In informal responses to inquiries about the use of health risk assessments and wellness incentives, the Equal Employment Opportunity Commission has indicated that it will use the Americans with Disabilities Act and its general powers to limit the ability of employers to enact programs designed to improve the health of employee populations and control health care costs. While the letters are not formal or binding, and in the case of the wellness incentive guidance, was withdrawn, they give a clear sense of the EEOC’s thinking, which is enlightened as always. (EEOC letter)
The EEOC was asked if an employer could require that an employee respond to a health risk assessment as a condition of getting health care coverage. The value of these assessments to the employee, the employer and the providers treating the employee is obvious. They highlight existing or potential health issues and allow for focused attempts to manage those health issues. The EEOC indicated that the ADA would not allow such a requirement because it amounted to asking questions which could elicit information about disabilities, which it views as forbidden.

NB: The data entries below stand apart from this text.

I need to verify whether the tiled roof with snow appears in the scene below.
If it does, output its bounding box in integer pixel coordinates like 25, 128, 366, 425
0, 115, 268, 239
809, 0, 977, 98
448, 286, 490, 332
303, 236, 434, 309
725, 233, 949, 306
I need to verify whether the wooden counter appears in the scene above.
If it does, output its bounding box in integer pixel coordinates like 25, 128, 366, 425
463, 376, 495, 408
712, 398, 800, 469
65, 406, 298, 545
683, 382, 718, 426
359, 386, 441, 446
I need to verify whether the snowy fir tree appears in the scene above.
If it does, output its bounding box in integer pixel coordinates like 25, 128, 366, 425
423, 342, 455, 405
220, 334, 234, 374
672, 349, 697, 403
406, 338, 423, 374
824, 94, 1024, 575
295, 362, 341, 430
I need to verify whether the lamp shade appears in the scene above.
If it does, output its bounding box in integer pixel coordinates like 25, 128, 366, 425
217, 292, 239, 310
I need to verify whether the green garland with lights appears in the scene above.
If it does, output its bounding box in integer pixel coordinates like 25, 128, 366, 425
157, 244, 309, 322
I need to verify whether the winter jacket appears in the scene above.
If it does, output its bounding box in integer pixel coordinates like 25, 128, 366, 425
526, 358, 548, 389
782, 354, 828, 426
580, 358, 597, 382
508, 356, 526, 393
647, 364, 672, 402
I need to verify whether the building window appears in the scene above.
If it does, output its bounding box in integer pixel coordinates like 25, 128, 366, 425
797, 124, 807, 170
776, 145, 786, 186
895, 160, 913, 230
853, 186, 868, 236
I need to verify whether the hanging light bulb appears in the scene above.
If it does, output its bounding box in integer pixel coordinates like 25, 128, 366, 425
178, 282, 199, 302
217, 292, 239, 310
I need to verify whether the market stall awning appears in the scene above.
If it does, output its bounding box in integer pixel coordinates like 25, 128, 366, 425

The EEOC did note that it had allowed HRAs in connection with voluntary wellness programs, but voluntary means no penalty for non-participation and also means a limit to the positive inducements that may be used. It goes without saying that as is often the case, we have different parts of our federal government working at cross-purposes. While most health related agencies are pushing the benefits of wellness programs, the EEOC is raising significant barriers to their use in a work context. Fortunately, some members of Congress have recognized the problem and are discussing legislation that would facilitate employment-related wellness programs.